Filling up the details on this hypothesis (and possible similar approaches to other ablaut patterns) will need a much closer analysis, though. But ultimately, it may be able to reduce the somewhat sprawling Proto-Khanty vowel system into a more manageable shape.
 Infuriatingly, he does not provide any comments on what has motivated the division of the data. There are hints, of course. Much of the “second-tier” data seems to have relatively limited dialect distribution on one or both sides, e.g. only in Northern Mansi, or only in Southern Khanty; or relatively irregular sound correspondences. I get the impression that he considers it likely that some of this data is either unrelated; are parallel loans from some third source; or consists of loans from Khanty to Mansi (or perhaps vice versa). On the other hand, I think even the main part of the data likely contains a number of cases of this kind. Are these oversights, or does he have any actual reasons in mind to consider some initially spotty-looking cases stronger than others?
 In their respective C2IFU contributions “Zur Geschichte der Nominalstämme in den ugrischen Sprachen”; “Nominalstämme auf *-a/*-ä im Ostjakischen”.
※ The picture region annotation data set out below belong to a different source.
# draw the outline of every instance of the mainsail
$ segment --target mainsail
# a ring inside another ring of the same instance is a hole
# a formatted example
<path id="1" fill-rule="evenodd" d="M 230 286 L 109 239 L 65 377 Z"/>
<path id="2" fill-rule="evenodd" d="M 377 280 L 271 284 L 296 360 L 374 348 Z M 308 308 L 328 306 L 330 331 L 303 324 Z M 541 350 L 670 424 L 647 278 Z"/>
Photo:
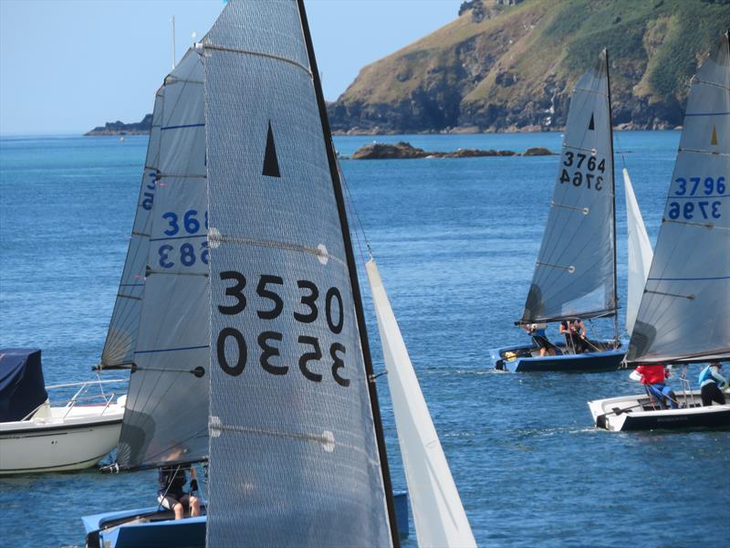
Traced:
<path id="1" fill-rule="evenodd" d="M 229 2 L 203 50 L 207 544 L 397 543 L 357 271 L 303 5 Z"/>
<path id="2" fill-rule="evenodd" d="M 152 126 L 147 143 L 147 156 L 142 170 L 137 213 L 131 229 L 127 258 L 121 272 L 120 289 L 114 311 L 109 324 L 107 340 L 101 352 L 99 369 L 129 367 L 134 359 L 137 330 L 140 325 L 141 297 L 144 291 L 144 275 L 147 252 L 150 246 L 150 212 L 152 210 L 160 154 L 160 128 L 162 124 L 164 88 L 157 90 L 152 111 Z"/>
<path id="3" fill-rule="evenodd" d="M 608 53 L 576 84 L 550 213 L 522 322 L 616 313 Z"/>
<path id="4" fill-rule="evenodd" d="M 626 331 L 633 331 L 639 305 L 644 291 L 646 277 L 652 267 L 652 244 L 646 234 L 641 211 L 636 202 L 629 172 L 623 168 L 623 188 L 626 195 L 626 225 L 629 232 L 629 282 L 626 299 Z"/>
<path id="5" fill-rule="evenodd" d="M 164 82 L 159 174 L 134 366 L 117 464 L 208 453 L 209 302 L 203 65 L 191 49 Z"/>
<path id="6" fill-rule="evenodd" d="M 730 358 L 730 49 L 693 78 L 627 361 Z"/>
<path id="7" fill-rule="evenodd" d="M 370 260 L 365 268 L 378 316 L 418 544 L 476 546 L 378 267 Z"/>

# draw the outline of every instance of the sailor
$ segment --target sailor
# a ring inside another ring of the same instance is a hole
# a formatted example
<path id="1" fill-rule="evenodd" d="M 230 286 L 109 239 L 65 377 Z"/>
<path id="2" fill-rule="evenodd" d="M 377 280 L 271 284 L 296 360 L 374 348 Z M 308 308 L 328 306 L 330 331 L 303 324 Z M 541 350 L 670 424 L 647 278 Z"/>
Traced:
<path id="1" fill-rule="evenodd" d="M 565 335 L 565 344 L 576 353 L 590 352 L 586 340 L 586 325 L 580 318 L 560 321 L 560 332 Z"/>
<path id="2" fill-rule="evenodd" d="M 187 483 L 185 471 L 190 471 L 190 492 L 182 488 Z M 193 493 L 198 490 L 198 476 L 190 465 L 163 466 L 158 469 L 157 482 L 160 485 L 157 501 L 161 506 L 175 512 L 175 519 L 184 515 L 184 507 L 190 506 L 190 516 L 200 515 L 200 500 Z"/>
<path id="3" fill-rule="evenodd" d="M 550 342 L 548 339 L 548 334 L 545 332 L 548 328 L 547 323 L 523 323 L 521 327 L 527 332 L 532 340 L 535 341 L 537 348 L 540 349 L 540 357 L 555 355 L 555 344 Z"/>
<path id="4" fill-rule="evenodd" d="M 677 408 L 677 398 L 672 389 L 667 386 L 669 368 L 662 364 L 641 364 L 629 375 L 634 381 L 644 385 L 650 396 L 654 396 L 662 409 L 666 409 L 664 398 L 669 400 L 673 409 Z"/>
<path id="5" fill-rule="evenodd" d="M 717 402 L 721 406 L 725 405 L 725 395 L 720 387 L 726 389 L 730 386 L 730 382 L 720 374 L 722 366 L 720 362 L 710 362 L 710 364 L 700 373 L 703 406 L 712 406 L 713 402 Z M 718 387 L 718 385 L 720 387 Z"/>

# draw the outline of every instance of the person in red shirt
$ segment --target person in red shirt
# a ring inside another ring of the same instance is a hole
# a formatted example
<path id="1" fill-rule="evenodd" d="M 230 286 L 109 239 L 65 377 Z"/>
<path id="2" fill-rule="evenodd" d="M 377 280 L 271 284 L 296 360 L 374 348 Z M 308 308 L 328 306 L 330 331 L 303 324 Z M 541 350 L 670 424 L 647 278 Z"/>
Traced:
<path id="1" fill-rule="evenodd" d="M 677 398 L 672 389 L 667 386 L 666 379 L 669 378 L 669 368 L 663 364 L 641 364 L 631 374 L 635 381 L 640 381 L 650 395 L 653 395 L 662 409 L 666 409 L 664 399 L 669 400 L 673 409 L 677 408 Z"/>

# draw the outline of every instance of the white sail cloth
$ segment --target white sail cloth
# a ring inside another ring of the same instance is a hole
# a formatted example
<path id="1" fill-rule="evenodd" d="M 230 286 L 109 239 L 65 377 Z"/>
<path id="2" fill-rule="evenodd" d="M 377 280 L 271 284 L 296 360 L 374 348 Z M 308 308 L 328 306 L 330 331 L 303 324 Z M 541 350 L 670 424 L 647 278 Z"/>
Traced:
<path id="1" fill-rule="evenodd" d="M 646 277 L 652 267 L 652 244 L 646 234 L 646 227 L 641 217 L 641 211 L 636 201 L 629 171 L 623 168 L 623 188 L 626 195 L 626 225 L 629 232 L 629 281 L 628 298 L 626 300 L 626 332 L 631 335 L 641 295 L 644 292 Z"/>
<path id="2" fill-rule="evenodd" d="M 121 271 L 120 289 L 114 302 L 114 311 L 109 324 L 104 349 L 101 351 L 99 368 L 129 365 L 134 359 L 137 333 L 140 326 L 141 298 L 144 292 L 147 252 L 150 247 L 150 230 L 154 195 L 157 186 L 160 159 L 160 135 L 164 105 L 164 88 L 155 93 L 150 141 L 142 170 L 142 181 L 130 246 L 124 269 Z"/>
<path id="3" fill-rule="evenodd" d="M 630 362 L 730 358 L 730 49 L 693 78 Z"/>
<path id="4" fill-rule="evenodd" d="M 394 542 L 300 5 L 229 2 L 202 41 L 216 548 Z"/>
<path id="5" fill-rule="evenodd" d="M 570 97 L 550 213 L 522 321 L 616 311 L 613 155 L 604 50 Z"/>
<path id="6" fill-rule="evenodd" d="M 196 461 L 208 454 L 209 250 L 197 51 L 188 50 L 165 79 L 164 92 L 135 368 L 117 455 L 122 468 Z"/>
<path id="7" fill-rule="evenodd" d="M 375 261 L 365 265 L 388 371 L 418 544 L 476 546 Z"/>

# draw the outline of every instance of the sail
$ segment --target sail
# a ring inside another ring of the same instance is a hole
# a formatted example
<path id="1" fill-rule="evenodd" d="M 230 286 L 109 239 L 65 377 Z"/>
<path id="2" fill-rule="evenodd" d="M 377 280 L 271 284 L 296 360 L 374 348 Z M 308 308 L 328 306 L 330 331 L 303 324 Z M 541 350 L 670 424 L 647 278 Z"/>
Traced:
<path id="1" fill-rule="evenodd" d="M 523 322 L 616 311 L 613 153 L 607 53 L 576 84 Z"/>
<path id="2" fill-rule="evenodd" d="M 375 261 L 365 265 L 378 317 L 418 545 L 476 546 Z"/>
<path id="3" fill-rule="evenodd" d="M 130 246 L 127 248 L 127 258 L 121 271 L 117 300 L 114 303 L 107 339 L 101 352 L 99 369 L 129 366 L 134 357 L 141 296 L 144 291 L 144 269 L 150 246 L 150 212 L 152 209 L 157 181 L 163 102 L 164 88 L 160 88 L 154 98 L 152 125 L 150 129 L 150 141 L 147 143 L 140 197 L 137 200 L 137 213 L 134 216 Z"/>
<path id="4" fill-rule="evenodd" d="M 159 180 L 135 366 L 117 463 L 151 467 L 208 453 L 209 287 L 203 65 L 189 50 L 165 79 Z"/>
<path id="5" fill-rule="evenodd" d="M 229 2 L 203 40 L 209 546 L 397 542 L 310 47 L 294 2 Z"/>
<path id="6" fill-rule="evenodd" d="M 631 334 L 641 303 L 646 277 L 652 266 L 652 244 L 646 234 L 641 211 L 636 202 L 629 171 L 623 168 L 623 186 L 626 195 L 626 225 L 629 231 L 629 284 L 626 300 L 626 331 Z"/>
<path id="7" fill-rule="evenodd" d="M 730 50 L 693 78 L 630 362 L 730 358 Z"/>

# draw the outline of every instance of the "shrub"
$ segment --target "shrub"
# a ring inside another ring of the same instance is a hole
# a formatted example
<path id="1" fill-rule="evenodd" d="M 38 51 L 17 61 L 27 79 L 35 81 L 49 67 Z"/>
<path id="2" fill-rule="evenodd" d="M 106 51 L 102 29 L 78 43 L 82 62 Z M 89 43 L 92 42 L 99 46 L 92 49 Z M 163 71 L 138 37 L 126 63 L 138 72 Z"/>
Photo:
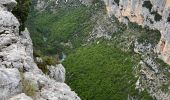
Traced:
<path id="1" fill-rule="evenodd" d="M 105 42 L 81 47 L 63 63 L 67 84 L 83 100 L 126 100 L 128 95 L 151 100 L 135 90 L 131 55 Z"/>
<path id="2" fill-rule="evenodd" d="M 114 1 L 115 1 L 115 3 L 119 6 L 120 0 L 114 0 Z"/>
<path id="3" fill-rule="evenodd" d="M 167 18 L 167 22 L 170 22 L 170 14 L 169 14 L 169 16 L 168 16 L 168 18 Z"/>
<path id="4" fill-rule="evenodd" d="M 12 13 L 18 18 L 20 22 L 20 31 L 25 30 L 25 21 L 29 13 L 31 0 L 16 0 L 17 6 L 13 9 Z"/>
<path id="5" fill-rule="evenodd" d="M 22 83 L 22 91 L 31 97 L 34 97 L 36 95 L 36 90 L 35 90 L 35 86 L 28 80 L 24 79 L 23 73 L 20 73 L 21 75 L 21 83 Z"/>
<path id="6" fill-rule="evenodd" d="M 142 7 L 148 8 L 148 10 L 151 12 L 153 5 L 150 1 L 144 1 Z"/>
<path id="7" fill-rule="evenodd" d="M 155 15 L 155 21 L 160 21 L 162 19 L 162 16 L 157 11 L 153 11 L 151 14 Z"/>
 Bear in mind that Proto-Khanty had a contrast between full and reduced vowels, not in vowel length, and e.g. “long” *aa *uu should be read simply as [ɑ] [u]. “Short” *e is then a reduced vowel, [ə] or [ɪ], and is traditionally indeed transcribed ə in close transcription by fieldworkers on Khanty. Thus, *ej > /iij/ does not involve seemingly unmotivated lengthening, but rather tensing: [jɪ] > [ji].
 Published in László Honti’s Festschrift (Ünnepi kötet Honti Lászó tiszteletére). The University of Helsinki library does have a copy, but it’s on loan currently. If by any chance the culprit happens to be reading this, please feel welcome to get in touch with me…
 The overall rarity of roots ending in *-Ləɣ in Khanty is not a mystery: it is due to the common (Proto-?) Ob-Ugric metathesis of PU *-lk-, *-sk- > East Uralic *-lɣ-, *-ɬɣ- > OUg *-ɣl-, *-ɣɬ-.
 At least two other examples exist of *aa > *ɔɔ before bilabials. 1) ‘Bird cherry’: *jɔɔm in place of expected *jaam, from PU *ďëmə. 2) ‘Hair’: Far Eastern *aawət < *aapət regularly continues PU *ëptə, but other dialects, including Obdorsk, indicate *ɔɔpət. On the other hand, there are counterexamples against assuming a regular change, e.g. *kaam ‘coffin’ (~ Mansi *kaməl), *kaap ‘boat’ (~ Mansi *këëpə), *saam ‘scales’ (~ Mansi *sëëmə, < PU *sëmə).
 To be exact, Steinitz and Honti only claim this about tense *üü, *öö, *ɔ̈ɔ̈. PKh reduced *ö has labial reflexes more widely in WKh, including fronted [ɵ] in SKh. However, this is only the case adjacent to velars; elsewhere we see the expected delabialization to *e. I would propose that this development involves “double cheshirization” (and is areally connected to the same in Southern Mansi): *kö > *kʷe, then re-coloring: *kʷe > South [kɵ] (= phonemically /ko/), North /kuu/.
 For a starting point, see e.g. E. Helimski (1999): “Umlaut in Diachronie – Ablaut in Synchronie: Urostjakischer Umlaut und ostjakischer Ablaut.” — Diachronie in der synchronen Sprachbeschreibung. Mitteilungen der Societas Uralo-Altaica 21: pp. 39–44.